I have been browsing the site and cant seem to find the answer I am looking for. My wife and I love roasted red potatoes. Growing up we used to put cubed potatoes in foil, with butter and seasoning, and throw it on the grill with out steaks. Now, obviously the grill we used was putting out a little but more heat than my smoker so I was curious if anyone had luck with mimicking this technique at low and slow. Any help would be greatly appreciated!


----------



## noboundaries (Jul 26, 2016)

You can absolutely do what you suggested above, but they take a while.  Potatoes are kind of like the brisket of vegetables.  When cooked low and slow they take a long time, but they can be done.  If you want smoke flavor on the potatoes leave the foil open for a couple hours then seal it up. 

Below is a pan full of seasoned cubed potatoes, carrots, and onions used as a drip pan for a smoker turkey.  It was left uncovered the entire time.  Took about 4 hours for them to be done.  I remember the smoker was running about 280F that day.     













042.jpeg



__ noboundaries
__ May 6, 2015


----------



## SmokinAl (Jul 26, 2016)

Yes we do it all the time.

Sometimes if your in a hurry, you can nuke the potato's first.

Otherwise they take a couple of hours to cook.

Here's some we just did the other day, with some chicken thighs.













7-17-16 25.JPG



__ SmokinAl
__ Jul 26, 2016






Al


----------



## sonofasmoker (Jul 26, 2016)

Fantastic guys, thank you very much!
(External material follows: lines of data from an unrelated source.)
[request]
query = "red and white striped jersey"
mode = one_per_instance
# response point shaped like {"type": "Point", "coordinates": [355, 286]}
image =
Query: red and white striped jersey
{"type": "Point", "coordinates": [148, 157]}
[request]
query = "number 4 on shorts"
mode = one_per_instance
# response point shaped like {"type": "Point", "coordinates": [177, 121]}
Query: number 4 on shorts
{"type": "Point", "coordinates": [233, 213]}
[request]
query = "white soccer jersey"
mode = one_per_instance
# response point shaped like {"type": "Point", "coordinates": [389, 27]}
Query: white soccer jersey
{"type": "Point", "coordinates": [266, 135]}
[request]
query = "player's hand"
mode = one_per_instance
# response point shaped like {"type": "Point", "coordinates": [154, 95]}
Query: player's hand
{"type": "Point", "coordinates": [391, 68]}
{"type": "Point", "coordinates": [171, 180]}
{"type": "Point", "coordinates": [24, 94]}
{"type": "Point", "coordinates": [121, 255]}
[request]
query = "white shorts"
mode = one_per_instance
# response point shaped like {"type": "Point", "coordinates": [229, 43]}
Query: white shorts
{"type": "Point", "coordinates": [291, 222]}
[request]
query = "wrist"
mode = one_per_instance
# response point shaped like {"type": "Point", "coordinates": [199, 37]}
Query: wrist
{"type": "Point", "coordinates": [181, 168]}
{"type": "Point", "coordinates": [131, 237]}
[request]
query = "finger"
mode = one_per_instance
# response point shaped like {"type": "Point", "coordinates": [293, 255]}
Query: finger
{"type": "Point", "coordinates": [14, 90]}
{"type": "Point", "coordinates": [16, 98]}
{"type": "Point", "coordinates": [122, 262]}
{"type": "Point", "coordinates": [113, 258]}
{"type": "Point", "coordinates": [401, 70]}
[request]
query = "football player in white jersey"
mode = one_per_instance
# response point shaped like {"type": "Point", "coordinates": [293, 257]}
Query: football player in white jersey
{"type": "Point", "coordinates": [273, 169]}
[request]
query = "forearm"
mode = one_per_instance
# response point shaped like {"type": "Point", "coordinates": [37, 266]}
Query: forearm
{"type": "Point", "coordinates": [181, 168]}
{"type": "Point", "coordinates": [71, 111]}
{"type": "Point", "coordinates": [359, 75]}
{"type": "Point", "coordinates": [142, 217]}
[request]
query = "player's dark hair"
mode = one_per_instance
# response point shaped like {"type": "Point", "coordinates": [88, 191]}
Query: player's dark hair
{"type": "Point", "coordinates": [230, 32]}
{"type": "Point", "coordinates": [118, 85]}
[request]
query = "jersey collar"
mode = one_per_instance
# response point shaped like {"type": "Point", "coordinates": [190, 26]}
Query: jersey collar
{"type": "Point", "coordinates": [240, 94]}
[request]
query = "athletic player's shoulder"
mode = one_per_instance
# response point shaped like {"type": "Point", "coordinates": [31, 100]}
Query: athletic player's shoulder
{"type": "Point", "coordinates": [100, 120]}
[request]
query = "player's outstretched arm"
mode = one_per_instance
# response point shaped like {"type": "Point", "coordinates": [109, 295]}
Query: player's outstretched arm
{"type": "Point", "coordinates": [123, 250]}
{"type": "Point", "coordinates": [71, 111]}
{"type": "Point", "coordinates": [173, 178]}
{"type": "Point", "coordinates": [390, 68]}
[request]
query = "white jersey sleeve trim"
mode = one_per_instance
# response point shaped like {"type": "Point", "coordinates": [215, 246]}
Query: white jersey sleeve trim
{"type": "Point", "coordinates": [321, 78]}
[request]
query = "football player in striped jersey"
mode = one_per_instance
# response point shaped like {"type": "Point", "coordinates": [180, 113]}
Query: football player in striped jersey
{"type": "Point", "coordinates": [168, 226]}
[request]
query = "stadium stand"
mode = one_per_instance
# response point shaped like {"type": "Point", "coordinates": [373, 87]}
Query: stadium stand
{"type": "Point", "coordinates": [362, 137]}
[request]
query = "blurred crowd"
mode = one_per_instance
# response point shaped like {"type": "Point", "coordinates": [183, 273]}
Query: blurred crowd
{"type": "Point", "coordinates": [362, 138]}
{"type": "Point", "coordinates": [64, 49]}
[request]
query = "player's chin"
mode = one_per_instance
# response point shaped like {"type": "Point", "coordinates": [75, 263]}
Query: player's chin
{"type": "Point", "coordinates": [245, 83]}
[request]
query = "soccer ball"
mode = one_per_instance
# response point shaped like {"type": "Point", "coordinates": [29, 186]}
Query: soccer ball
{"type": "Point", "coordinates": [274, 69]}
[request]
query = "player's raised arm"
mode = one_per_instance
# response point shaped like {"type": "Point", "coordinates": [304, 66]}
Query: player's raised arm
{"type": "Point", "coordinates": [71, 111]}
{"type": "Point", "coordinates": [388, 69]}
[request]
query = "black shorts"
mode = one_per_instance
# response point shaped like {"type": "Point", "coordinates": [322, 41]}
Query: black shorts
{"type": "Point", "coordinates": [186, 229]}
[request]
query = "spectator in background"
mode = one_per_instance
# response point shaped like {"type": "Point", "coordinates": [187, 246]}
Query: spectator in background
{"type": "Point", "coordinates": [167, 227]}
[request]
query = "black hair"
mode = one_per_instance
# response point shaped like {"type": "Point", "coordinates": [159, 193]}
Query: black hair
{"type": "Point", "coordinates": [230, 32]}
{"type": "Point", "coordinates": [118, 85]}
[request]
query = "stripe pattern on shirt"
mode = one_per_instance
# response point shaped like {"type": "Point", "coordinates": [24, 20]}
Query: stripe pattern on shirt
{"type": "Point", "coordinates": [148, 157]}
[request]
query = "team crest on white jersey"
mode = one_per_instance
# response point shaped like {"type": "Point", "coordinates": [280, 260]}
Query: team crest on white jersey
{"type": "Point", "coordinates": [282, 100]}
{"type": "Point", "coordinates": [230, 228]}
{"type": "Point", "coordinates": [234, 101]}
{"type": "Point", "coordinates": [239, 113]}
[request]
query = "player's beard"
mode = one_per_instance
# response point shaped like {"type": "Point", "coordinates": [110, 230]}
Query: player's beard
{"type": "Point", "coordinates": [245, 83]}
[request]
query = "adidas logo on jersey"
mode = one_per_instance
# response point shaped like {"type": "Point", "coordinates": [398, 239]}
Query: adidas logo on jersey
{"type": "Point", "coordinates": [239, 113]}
I usually smoke around 225 for my long smokes, I am curious how long it might take at that temp.


----------



## SmokinAl (Jul 26, 2016)

Those red potato's above took about 3 1/2 hours at 225 but they were cut into pretty small pieces.

Al


----------



## sonofasmoker (Jul 26, 2016)

SmokinAl said:


> Those red potato's above took about 3 1/2 hours at 225 but they were cut into pretty small pieces.
> 
> Al


You are the man buddy, thank you!


----------



## sonofasmoker (Jul 26, 2016)

Noboundaries said:


> You can absolutely do what you suggested above, but they take a while.  Potatoes are kind of like the brisket of vegetables.  When cooked low and slow they take a long time, but they can be done.  If you want smoke flavor on the potatoes leave the foil open for a couple hours then seal it up.
> 
> Below is a pan full of seasoned cubed potatoes, carrots, and onions used as a drip pan for a smoker turkey.  It was left uncovered the entire time.  Took about 4 hours for them to be done.  I remember the smoker was running about 280F that day.
> 
> ...


Gosh this looks good, I am going to have to mimic this!


----------